My mother never wanted me to come to Georgetown. When I was deciding where to go to college, my mother pushed for UC Berkeley. Every one of my conversations with her that April revolved around why Berkeley was a better school than Georgetown. After a few months of college, it seemed like my mother was right yet again — I nearly dropped out of Georgetown after my first semester.
I began my college career with a bang: on my 30th day at Georgetown, I was wrongfully arrested for domestic violence after my roommate attacked me outside of our dorm room (he is no longer at Georgetown). A month later, I was knocked out cold on the rugby pitch and spent most of the rest of the semester recovering from the resulting concussion. The semester reached a new low when, recovering from illness, I woke up an hour and a half into my two-hour comparative political systems final.
Nobody wanted to be friends with an alleged criminal, my mother was worried that I would sustain a permanent brain injury and my GPA was in shambles. So why did I stay?
I stayed because I found a family in the rugby team. The seniors on the team took me under their wing — they explained to me that an arrest was not the end of the world, they taught me how to work around my injury and they told me how to bring up my grades. The other upperclassmen on the team helped me in other ways, teaching me how to work out in order to mitigate injury and how to make the most of my academic and athletic career.
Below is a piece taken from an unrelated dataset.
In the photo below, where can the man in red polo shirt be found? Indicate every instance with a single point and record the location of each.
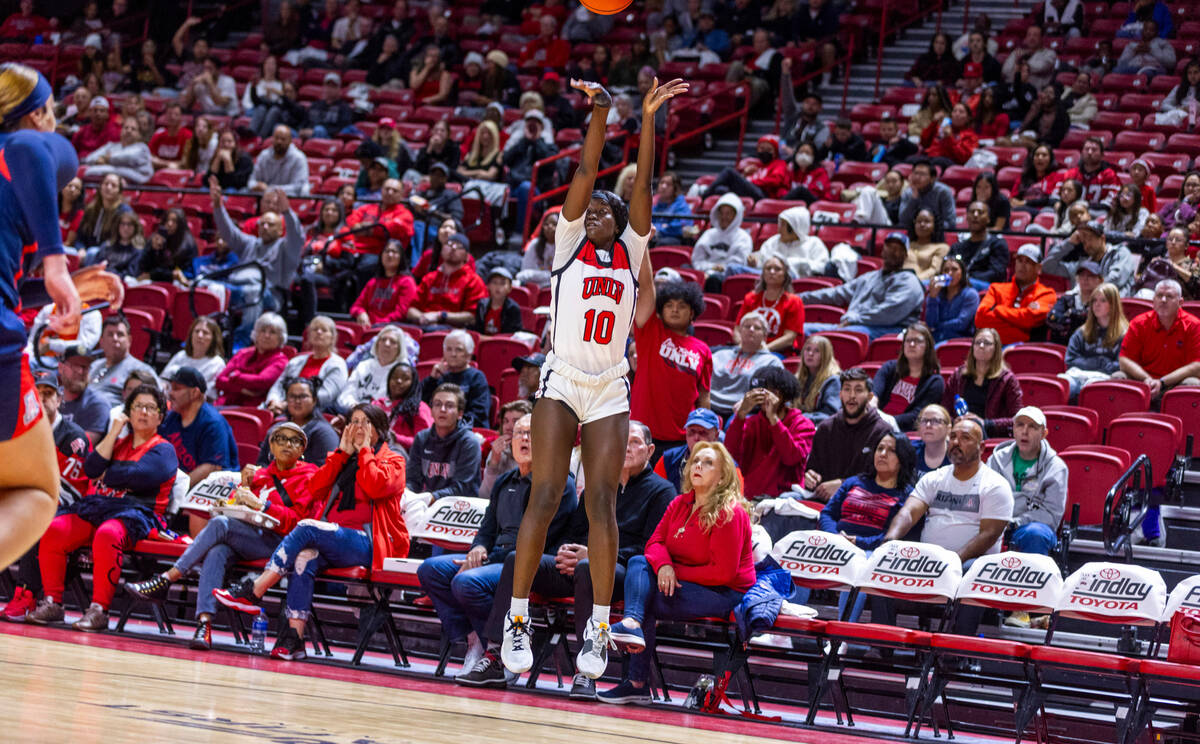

My fellow freshmen helped me fit in and gave me a nonjudgmental group of friends I could hang out with day in and day out.
As cliche as it sounds, I have never before or since experienced such a close-knit group of friends. This team’s camaraderie paid off in a big way for me, as well as for the rest of the team.
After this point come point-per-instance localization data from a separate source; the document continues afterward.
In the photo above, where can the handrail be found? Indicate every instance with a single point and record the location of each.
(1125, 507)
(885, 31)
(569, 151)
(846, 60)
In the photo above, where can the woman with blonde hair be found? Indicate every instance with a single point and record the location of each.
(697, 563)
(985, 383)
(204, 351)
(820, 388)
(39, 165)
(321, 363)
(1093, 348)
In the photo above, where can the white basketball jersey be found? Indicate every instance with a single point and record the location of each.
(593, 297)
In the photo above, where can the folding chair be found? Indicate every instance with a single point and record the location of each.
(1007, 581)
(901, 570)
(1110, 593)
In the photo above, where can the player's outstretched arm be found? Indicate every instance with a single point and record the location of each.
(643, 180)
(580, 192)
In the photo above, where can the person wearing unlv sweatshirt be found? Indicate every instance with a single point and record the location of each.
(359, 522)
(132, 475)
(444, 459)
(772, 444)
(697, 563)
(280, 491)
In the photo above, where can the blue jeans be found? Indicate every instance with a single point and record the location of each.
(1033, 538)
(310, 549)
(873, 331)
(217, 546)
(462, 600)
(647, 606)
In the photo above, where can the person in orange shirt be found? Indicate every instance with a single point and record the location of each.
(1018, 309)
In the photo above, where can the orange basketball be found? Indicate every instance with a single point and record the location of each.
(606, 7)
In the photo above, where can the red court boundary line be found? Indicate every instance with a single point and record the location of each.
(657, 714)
In what can only be described as a team effort, we won the 2014 Cherry Blossom Rugby Tournament and remain the reigning champions. We are nationally ranked in both our fifteens program and our sevens program. On a more personal level, my teammates’ encouragement got me into shape — I started as a freshman very much overweight and dropped nearly 20 pounds my first semester at Georgetown. A few years later, it also got me a job — an alumnus of the team coached me through the recruitment and interview process and vouched for my application.
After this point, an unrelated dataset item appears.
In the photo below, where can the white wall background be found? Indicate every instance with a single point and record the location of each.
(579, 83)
Is the team maybe a little too reckless on and off the field? Sure — our injury count and number of minor student conduct violations attest to this fact. Does the team have an irresponsible amount of fun? Most definitely — though I tried to be one of the more responsible members of the team, I’ve had more than my fair share of “Sunday fun day” and the occasional “Tuesday booze day” in my time at Georgetown. But despite these shortcomings (and some might call these strengths), I owe everything to the team. Getting in shape, learning social skills, finishing my undergraduate career and finding a job can all be attributed, directly or indirectly, to my membership on the rugby team.
Though the team still makes fun of me for my predisposition to injury (one of my senior gifts was a box of tissues to cry into), I know that it is all in good fun. Being on the rugby team has undoubtedly defined my college career, from my personal development to my wide range of experiences in college. Even my mother, giving me preemptive approval to join a social team in the future, has come around. What started as a miserable beginning has given me most everything I have now. Given my track record, I’m anticipating more accidents, injuries, and unfortunate circumstances, but I hope to learn from them as much as I have learned and gained from coming to Georgetown.
Monchen Kao is a senior in the School of Foreign Service.